Pour la Commission européenne, dix ans après l’éclatement de la crise financière, le redressement économique en Europe est un fait : l’économie progresse et le chômage baisse. C’est une façon bien rose de présenter les choses, car la croissance est ténue et fragile, et le chômage est encore élevé dans certains pays et régions d’Europe, par exemple en Wallonie et à Bruxelles. Il faut également signaler que pour le moment l’économie est dopée par la politique de taux d’intérêt faible de la Banque centrale européenne (BCE). On fait tout pour garder les taux d’intérêt faibles et stimuler la croissance. L’économie tournerait-elle sans ce stimulus ?

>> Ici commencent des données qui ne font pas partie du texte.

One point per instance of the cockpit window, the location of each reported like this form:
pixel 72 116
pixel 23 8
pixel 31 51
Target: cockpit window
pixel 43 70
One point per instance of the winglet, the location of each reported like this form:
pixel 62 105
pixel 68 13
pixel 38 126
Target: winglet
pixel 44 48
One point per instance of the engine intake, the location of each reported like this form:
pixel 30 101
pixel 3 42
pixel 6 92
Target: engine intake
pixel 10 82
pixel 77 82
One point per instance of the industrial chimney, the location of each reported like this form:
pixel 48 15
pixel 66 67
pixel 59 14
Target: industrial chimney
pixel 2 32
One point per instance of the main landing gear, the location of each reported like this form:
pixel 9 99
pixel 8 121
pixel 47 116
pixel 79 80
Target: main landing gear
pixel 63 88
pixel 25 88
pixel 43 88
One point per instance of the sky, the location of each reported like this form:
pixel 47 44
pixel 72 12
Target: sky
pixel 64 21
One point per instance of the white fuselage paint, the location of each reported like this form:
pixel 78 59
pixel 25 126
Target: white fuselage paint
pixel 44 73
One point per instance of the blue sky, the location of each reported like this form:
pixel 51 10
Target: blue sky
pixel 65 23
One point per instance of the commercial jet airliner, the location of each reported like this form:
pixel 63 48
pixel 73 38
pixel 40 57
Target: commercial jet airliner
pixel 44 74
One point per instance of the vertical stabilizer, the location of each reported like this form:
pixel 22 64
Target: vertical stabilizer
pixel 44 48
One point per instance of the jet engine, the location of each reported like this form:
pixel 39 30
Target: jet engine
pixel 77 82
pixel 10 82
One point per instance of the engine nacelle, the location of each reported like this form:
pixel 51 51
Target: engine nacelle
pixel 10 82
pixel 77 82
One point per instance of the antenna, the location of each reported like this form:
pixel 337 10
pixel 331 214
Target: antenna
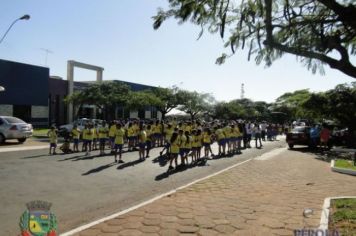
pixel 242 91
pixel 46 51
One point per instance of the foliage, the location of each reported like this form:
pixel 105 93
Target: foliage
pixel 291 104
pixel 345 164
pixel 316 31
pixel 343 216
pixel 242 109
pixel 104 95
pixel 168 98
pixel 194 103
pixel 337 104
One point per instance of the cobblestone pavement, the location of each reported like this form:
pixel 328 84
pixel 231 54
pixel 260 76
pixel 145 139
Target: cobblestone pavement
pixel 260 197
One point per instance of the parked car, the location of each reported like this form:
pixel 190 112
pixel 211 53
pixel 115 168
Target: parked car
pixel 299 135
pixel 14 128
pixel 64 129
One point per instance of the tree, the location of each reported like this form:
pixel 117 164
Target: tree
pixel 318 32
pixel 228 111
pixel 142 99
pixel 105 96
pixel 194 103
pixel 338 104
pixel 168 98
pixel 291 104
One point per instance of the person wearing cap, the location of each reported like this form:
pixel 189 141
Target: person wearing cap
pixel 52 134
pixel 103 135
pixel 76 136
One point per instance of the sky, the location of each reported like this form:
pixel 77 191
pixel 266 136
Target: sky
pixel 118 36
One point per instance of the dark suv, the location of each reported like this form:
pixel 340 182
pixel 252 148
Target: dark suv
pixel 300 135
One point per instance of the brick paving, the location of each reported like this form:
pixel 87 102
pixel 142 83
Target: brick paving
pixel 260 197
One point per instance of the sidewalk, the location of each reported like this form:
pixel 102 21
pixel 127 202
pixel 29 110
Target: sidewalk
pixel 30 144
pixel 265 196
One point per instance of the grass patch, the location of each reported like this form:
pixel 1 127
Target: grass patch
pixel 343 216
pixel 40 132
pixel 345 164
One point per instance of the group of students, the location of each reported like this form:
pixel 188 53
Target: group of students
pixel 184 139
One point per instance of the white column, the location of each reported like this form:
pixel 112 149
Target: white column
pixel 70 76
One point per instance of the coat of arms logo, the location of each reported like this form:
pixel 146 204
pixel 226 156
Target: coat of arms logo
pixel 37 220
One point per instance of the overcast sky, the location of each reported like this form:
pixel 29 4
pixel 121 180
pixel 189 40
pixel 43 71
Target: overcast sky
pixel 118 36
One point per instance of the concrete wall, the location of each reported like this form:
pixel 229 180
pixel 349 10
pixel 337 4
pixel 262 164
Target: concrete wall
pixel 133 114
pixel 39 112
pixel 148 114
pixel 6 110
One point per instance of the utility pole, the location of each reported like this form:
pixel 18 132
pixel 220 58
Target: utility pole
pixel 242 91
pixel 46 51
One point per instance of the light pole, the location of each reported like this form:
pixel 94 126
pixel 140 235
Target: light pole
pixel 24 17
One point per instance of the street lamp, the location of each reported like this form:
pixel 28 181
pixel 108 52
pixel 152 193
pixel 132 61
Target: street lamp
pixel 24 17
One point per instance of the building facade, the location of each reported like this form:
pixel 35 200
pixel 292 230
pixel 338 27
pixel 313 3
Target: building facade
pixel 26 92
pixel 36 97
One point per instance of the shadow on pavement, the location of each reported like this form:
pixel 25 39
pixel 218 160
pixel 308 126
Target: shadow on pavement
pixel 320 154
pixel 162 160
pixel 36 156
pixel 180 168
pixel 98 169
pixel 128 164
pixel 91 157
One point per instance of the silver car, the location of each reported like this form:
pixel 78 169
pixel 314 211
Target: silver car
pixel 14 128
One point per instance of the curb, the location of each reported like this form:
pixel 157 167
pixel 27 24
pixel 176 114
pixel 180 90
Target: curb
pixel 87 226
pixel 341 170
pixel 325 212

La semaine dernière, le quotidien néerlandais NRC Handelsblad a demandé à Jean-Claude Trichet si nous étions suffisamment armés pour encaisser une nouvelle crise. Le Français était président de la BCE quand la crise du crédit a éclaté en 2007 et a joué un rôle essentiel dans le maintien du système bancaire. Selon lui, une crise conjoncturelle est « inévitable ». Cela fait partie du « cycle économique normal », dit-il et c’est le cas. Mais selon Trichet, beaucoup de pays européens possèdent très peu de munitions pour atténuer cette récession inévitable. Et il ne parle même pas d’une nouvelle crise de système. Celle-ci pourrait s’ajouter à la crise conjoncturelle et ébranler tout le système financier et économique, comme il y a dix ans. « Une nouvelle crise mondiale envenimera nos problèmes », déclare Trichet pour ceux qui ne l’auraient pas encore compris.

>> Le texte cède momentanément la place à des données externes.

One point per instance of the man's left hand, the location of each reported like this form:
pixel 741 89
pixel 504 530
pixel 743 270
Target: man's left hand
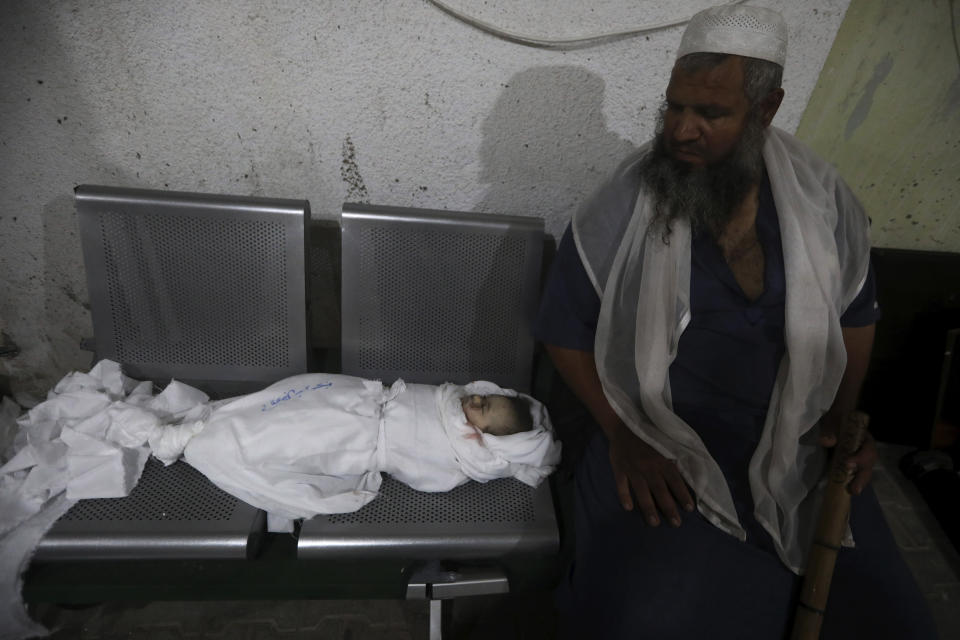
pixel 860 463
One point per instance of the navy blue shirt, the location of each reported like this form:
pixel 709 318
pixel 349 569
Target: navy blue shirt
pixel 728 356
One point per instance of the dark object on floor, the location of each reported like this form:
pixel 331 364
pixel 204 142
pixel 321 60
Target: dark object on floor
pixel 919 297
pixel 934 472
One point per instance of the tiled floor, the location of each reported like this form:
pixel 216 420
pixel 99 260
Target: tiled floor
pixel 935 563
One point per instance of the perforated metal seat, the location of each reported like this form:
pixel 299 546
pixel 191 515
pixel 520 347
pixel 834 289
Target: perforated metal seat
pixel 207 289
pixel 432 297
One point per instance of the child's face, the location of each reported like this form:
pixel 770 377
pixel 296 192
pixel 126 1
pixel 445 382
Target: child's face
pixel 490 414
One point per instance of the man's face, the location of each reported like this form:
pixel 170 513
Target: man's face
pixel 706 111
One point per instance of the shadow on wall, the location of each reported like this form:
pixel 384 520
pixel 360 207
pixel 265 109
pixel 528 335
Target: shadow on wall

Jean-Claude Trichet trouve très problématique que les dettes aient augmenté dans le monde entier. C’est également le cas en Belgique : en 2007, notre taux d’endettement s’élevait à 87% du produit intérieur brut (bip), aujourd’hui, il est de 107%. Ces dix dernières années, notre taux d’endettement a fort augmenté à cause du sauvetage des banques et de la crise économico-financière. Cette hausse est présente dans toute la zone euro, mais le taux d’endettement y est de 90% en moyenne, un pourcentage beaucoup moins élevé que le nôtre. Si la BCE met fin à sa politique de taux d’intérêt faible et que l’intérêt remonte, les charges d’intérêts seront un lourd fardeau.

Grâce à la croissance économique, le taux d’endettement peut baisser: si le PIB remonte, la dette baisse par rapport au PIB. Aujourd’hui, l’économie progresse légèrement et fait donc un peu baisser notre taux d’endettement. Pour le diminuer encore davantage, on pourrait également vendre nos participations de l’État : les bénéfices pourraient diminuer notre dette. L’accord estival conclu par le gouvernement Michel promet uniquement la vente de Bellfius. On ne parle pas de liquider Proximus, par exemple. En outre, le gouvernement souhaite indemniser les coopérants Arco avec l’argent de la vente de Belfius et non diminuer la dette. Reste à voir si l’Europe sera d’accord.

Et évidemment, il y a encore moyen de faire des économies. Si nous voulons le faire sérieusement, il faut réfléchir au rôle de l’État. Quelles tâches doit-il accomplir ? Le gouvernement Michel n’a pas réfléchi à cette question. Pourtant, il diminue les dépenses publiques (ce que l’état dépense par rapport au PIB). Comparées à 2013, les dépenses publiques (sans compter les charges d’intérêt) baisseront de 2,3%, jusqu’un peu au-dessus des 50% du PIB. C’est quelque chose, mais cela ne suffit pas. Dans nos pays voisins, les dépenses publiques s’élèvent à 46,8% du PIB. Cela signifie une différence de 14 milliards d’euros. Et selon Marcia De Wachter, directeur de la Banque nationale de Belgique, une part des services publics dans l’économie de 42% est « réaliste et souhaitable pour la Belgique ».

La crise conjoncturelle n’a donc pas intérêt à arriver tout de suite, car si l’Europe n’est pas bien armée, la Belgique ne l’est pas du tout. Et on ne parle même pas d’une crise systémique.